Has desaprovechado, en efecto, tus numerosas desgracias si aún no has aprendido a ser desdichada.
Séneca, Consolación a su madre Helvia.

Estuve varios días sin ir por casa de Julia. Me habían surgido algunas complicaciones, a las que se unió un fuerte catarro y una pereza increíble. No obstante, no tardé nada en recuperarme, y en ir de nuevo a visitarla. Entre otras cosas porque no quería que se preocupara.

—Has adelgazado —me dijo nada más verme.

—Llevo ya una semana sin probar tus caldos, y eso se nota.

—Comprendida la indirecta. Luego me meto en la cocina.

—Da gusto hablar con gente inteligente.

Siempre es costumbrista describir las costumbres de una época. En cuyo caso casi toda la literatura lo es.

—Y más gusto que te respondan a lo que insinúas o preguntas —aseveró sonriendo.

—¡Ah! ¿Tú también lo has notado? —pregunté haciéndome el sorprendido.

—Por supuesto. A veces hablando, o intentándolo, me da la impresión de estar metida en una obra surrealista, donde uno pregunta algo, y el otro responde lo que quiere o le viene en gana, y eso si contesta.

—Por eso, y antes de que me digas nada, me gusta venir a verte. Las conversaciones contigo son un oasis. Estamos rodeados de mediocridad y de sandeces. Tengamos una conversación mínimamente agradable. ¿Qué estás leyendo? ¿Qué has hecho durante estos días?

—No he leído nada nuevo. No sé si es por los años o por qué, pero cada vez soy más dada a releer viejos libros, o capítulos de alguna novela leída hace tiempo. El otro día, por mor de una de las conversaciones que tuvimos, estuve releyendo una de las cartas de Bécquer. Cuenta en ella su viaje de Madrid a Tarazona para ir, luego, al monasterio de Veruela. Te la tengo que pasar.

—¿Y qué tal?

—Me gustó mucho. Estoy de acuerdo con Azorín cuando habla de la prosa de Bécquer. Es una prosa clara, limpia, totalmente nueva y novedosa, escrita como si hacerlo no costara nada. Además, no tiene desperdicio nada de lo que cuenta.

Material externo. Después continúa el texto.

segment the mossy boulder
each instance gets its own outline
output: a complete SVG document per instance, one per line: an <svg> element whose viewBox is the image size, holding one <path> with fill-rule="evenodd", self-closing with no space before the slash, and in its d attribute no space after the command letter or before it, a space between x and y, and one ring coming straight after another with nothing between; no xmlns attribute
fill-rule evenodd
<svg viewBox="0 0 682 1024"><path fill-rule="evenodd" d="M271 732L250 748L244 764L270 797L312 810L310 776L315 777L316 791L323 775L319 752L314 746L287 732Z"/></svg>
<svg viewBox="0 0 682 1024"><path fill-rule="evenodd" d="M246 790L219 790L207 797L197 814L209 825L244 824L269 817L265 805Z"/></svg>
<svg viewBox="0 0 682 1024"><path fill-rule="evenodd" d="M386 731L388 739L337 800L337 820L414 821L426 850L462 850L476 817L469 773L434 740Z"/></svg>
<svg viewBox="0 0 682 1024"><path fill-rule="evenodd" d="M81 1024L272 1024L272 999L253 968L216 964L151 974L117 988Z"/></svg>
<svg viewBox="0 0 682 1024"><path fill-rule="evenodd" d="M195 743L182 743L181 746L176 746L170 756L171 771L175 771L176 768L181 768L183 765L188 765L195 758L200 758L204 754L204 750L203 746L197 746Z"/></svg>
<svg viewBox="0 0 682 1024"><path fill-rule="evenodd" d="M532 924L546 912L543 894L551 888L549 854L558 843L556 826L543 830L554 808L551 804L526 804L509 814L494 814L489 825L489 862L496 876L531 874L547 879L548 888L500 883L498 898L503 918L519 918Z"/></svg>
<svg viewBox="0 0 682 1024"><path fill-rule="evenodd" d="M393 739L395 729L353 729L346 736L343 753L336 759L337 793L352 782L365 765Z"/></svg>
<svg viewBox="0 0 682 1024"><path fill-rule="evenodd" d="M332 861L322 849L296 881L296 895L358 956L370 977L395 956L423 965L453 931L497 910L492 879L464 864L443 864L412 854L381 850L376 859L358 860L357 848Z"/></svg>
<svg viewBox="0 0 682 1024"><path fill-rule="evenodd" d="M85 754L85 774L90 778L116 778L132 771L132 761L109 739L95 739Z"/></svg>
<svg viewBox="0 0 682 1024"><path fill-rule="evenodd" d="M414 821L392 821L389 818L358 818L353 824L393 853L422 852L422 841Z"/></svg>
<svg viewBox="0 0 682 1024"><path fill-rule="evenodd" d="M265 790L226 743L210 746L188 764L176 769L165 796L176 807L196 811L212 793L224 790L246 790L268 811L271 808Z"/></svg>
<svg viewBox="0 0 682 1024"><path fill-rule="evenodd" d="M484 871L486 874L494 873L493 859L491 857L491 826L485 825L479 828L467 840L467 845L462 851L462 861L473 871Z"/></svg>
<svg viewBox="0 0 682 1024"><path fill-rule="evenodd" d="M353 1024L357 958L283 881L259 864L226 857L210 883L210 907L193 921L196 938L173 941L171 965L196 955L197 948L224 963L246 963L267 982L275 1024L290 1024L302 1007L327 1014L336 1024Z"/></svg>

—Es la crónica de un viaje, ¿no? De Madrid a Tarazona, ¿algo así como la Odisea?

Pues ya que lo nombras… Te iba a decir que exageras, que es una odisea en tono menor. Pero no. Es una odisea con todas las de la ley. Y más si lees el libro completo, Cartas desde mi celda. Aunque muchos lo toman como una narración costumbrista, en la línea de Mariano José de Larra.

—Bueno, siempre es costumbrista describir las costumbres de una época. En cuyo caso casi toda la literatura lo es.

—Claro, pero describir se puede hacer desde muchos puntos de vista. O de modos diferentes. Hay cierto costumbrismo llorón, ramplón, tradicional, con el que no puedo. Huele a naftalina, a cadáver. A oración fúnebre por aquello que no fue ni existió más que en mentes un tanto retrógradas. Hay otro, no obstante, que me encanta.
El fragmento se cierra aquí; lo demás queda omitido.